Beijing is chivvying Taiwan’s vibrant democracy diplomatically and militarily. China’s authoritarian and mercantilist drift at home and aggressiveness abroad are discrediting American advocates of engagement and bolstering proponents of a new cold war across a broad political spectrum, notes Douglas H. Paal, vice-president for studies and director of the Asia Programme at the Carnegie Endowment for International Peace.

An important generational milestone has been passed without drawing attention to itself, he writes for The South China Morning Post:

Across the American government, in every agency and regardless of party identification, those with experience with pre-reform China have retired and been replaced by much younger officials with no personal memory of the “three communiqués” that are the foundation of US-China relations. They did not witness Deng Xiaoping’s “hide and bide” low-key approach to foreign affairs. They did not see how the Chinese people escaped the extremes of the Cultural Revolution.

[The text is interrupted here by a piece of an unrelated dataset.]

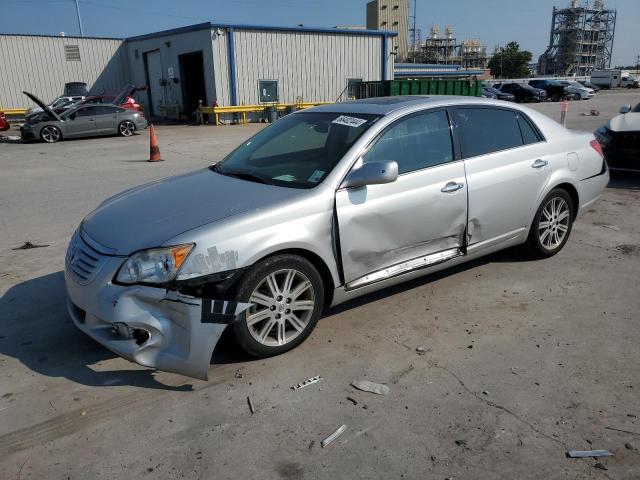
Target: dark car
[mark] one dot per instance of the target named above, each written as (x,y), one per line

Most serving American officials today have worked on China-related issues for about 10 years or less. The China they know started with the eye-popping Beijing Olympics in 2008, not with Nixon’s bold trip to open relations with an impoverished, backward nation. The context is not that of Nixon, seeking to counter the Soviet Union while extricating the US from Vietnam, but of a strong, rising China striving to reshape Asia at American expense.

Kao-cheng Wang, dean of the college of international affairs at Taiwan’s Tamkang University, said Ms. Tsai’s speech amounted to a call for support from the U.S. and other countries, the Wall Street Journal adds. “She is presenting the differences between Taiwan and the mainland,” he said. “That includes the value of democracy.”

A recent forum of the Institute for National Defense and Security Research (INDSR) on the threat of disinformation heard Chung Chien-peng, Professor of Politics at Hong Kong’s Lingnan University, describe Beijing’s “sharp power”, a newly fashionable term coined by the National Endowment for Democracy, as “hard power in a soft power glove.”